Beer bread?! ...you just found me my next google topic! [emoji481] [emoji506]
...you're a patient person...taking two years to drink those stouts!
 
Beer bread?! ...you just found me my next google topic! [emoji481] [emoji506]
...you're a patient person...taking two years to drink those stouts!

They were over 10% ABV so only one a night and not every night. Remember that I only sampled a couple out of 50 bottles before 6 months had passed. And that was after about two months fermenting and bulk aging. So I really only drank them over the period of just over one year.

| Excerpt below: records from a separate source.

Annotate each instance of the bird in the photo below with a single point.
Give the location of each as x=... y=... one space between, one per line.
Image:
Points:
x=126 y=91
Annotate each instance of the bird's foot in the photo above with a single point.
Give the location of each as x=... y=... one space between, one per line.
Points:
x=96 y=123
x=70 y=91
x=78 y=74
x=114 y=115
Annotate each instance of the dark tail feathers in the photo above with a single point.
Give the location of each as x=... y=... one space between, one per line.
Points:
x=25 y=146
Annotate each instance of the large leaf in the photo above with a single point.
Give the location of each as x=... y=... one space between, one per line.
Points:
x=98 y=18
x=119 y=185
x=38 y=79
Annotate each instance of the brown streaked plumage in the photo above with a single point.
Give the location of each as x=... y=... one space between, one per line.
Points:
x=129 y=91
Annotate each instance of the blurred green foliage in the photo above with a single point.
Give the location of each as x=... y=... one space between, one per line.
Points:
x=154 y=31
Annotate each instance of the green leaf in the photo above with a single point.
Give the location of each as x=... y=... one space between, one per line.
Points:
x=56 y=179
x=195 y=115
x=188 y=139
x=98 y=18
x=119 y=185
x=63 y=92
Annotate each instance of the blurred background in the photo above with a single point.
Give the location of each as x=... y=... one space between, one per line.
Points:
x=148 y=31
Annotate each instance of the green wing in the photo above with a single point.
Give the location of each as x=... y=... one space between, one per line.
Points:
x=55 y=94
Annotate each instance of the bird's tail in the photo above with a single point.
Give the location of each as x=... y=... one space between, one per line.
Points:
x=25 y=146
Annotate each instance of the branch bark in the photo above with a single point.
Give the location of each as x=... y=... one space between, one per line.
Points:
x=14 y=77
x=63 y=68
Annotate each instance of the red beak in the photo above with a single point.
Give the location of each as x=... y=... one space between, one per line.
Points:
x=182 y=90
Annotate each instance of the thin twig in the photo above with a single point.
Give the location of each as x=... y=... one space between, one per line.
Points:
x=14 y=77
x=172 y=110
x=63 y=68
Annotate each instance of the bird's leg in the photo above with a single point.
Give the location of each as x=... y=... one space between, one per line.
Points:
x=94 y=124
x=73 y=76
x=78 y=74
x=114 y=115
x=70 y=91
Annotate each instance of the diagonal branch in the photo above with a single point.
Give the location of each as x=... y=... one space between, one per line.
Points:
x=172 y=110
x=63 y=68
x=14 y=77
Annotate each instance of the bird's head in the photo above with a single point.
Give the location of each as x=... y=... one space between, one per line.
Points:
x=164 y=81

That, and I had quite a few batches brewed during that time. So I was no where near depriving myself.
 
Have some grains and a Barley Crusher that arrives Thursday (same day as the 2nd ferment starts). I'm already having more fun than human beings should be allowed to have.

this is an epic thread! couldn't even finish it without getting tired. But had to chime in on this, and having more fun than allowed. It's like hebrew national, "We answer to a higher power!"
 
this is an epic thread! couldn't even finish it without getting tired. But had to chime in on this, and having more fun than allowed. It's like hebrew national, "We answer to a higher power!"

Unfortunately, Amazon let me down a little. It's not a Barley Crusher but a clone that looks very similar. An Evill Twin from The Vintage Shop. Amazon listed it as Barley Crusher with Northern Brewer as the seller, but did some hocus pocus and switched it up. It has very mixed reviews (some of which are 1s just because it wasn't as advertised). Going to crush some grains today for a 1 Gallon brew and see how it goes.
 
Unfortunately, Amazon let me down a little. It's not a Barley Crusher but a clone that looks very similar. An Evill Twin from The Vintage Shop. Amazon listed it as Barley Crusher with Northern Brewer as the seller, but did some hocus pocus and switched it up. It has very mixed reviews (some of which are 1s just because it wasn't as advertised). Going to crush some grains today for a 1 Gallon brew and see how it goes.

Return it and buy a Cereal Killer from either Adventures in Homebrewing or Austin Homebrew supply. They probably did you a favor, more and more are reporting that the Barley Crusher is junk. There is supposed to be a lifetime warranty, but getting it serviced has been a big problem for most.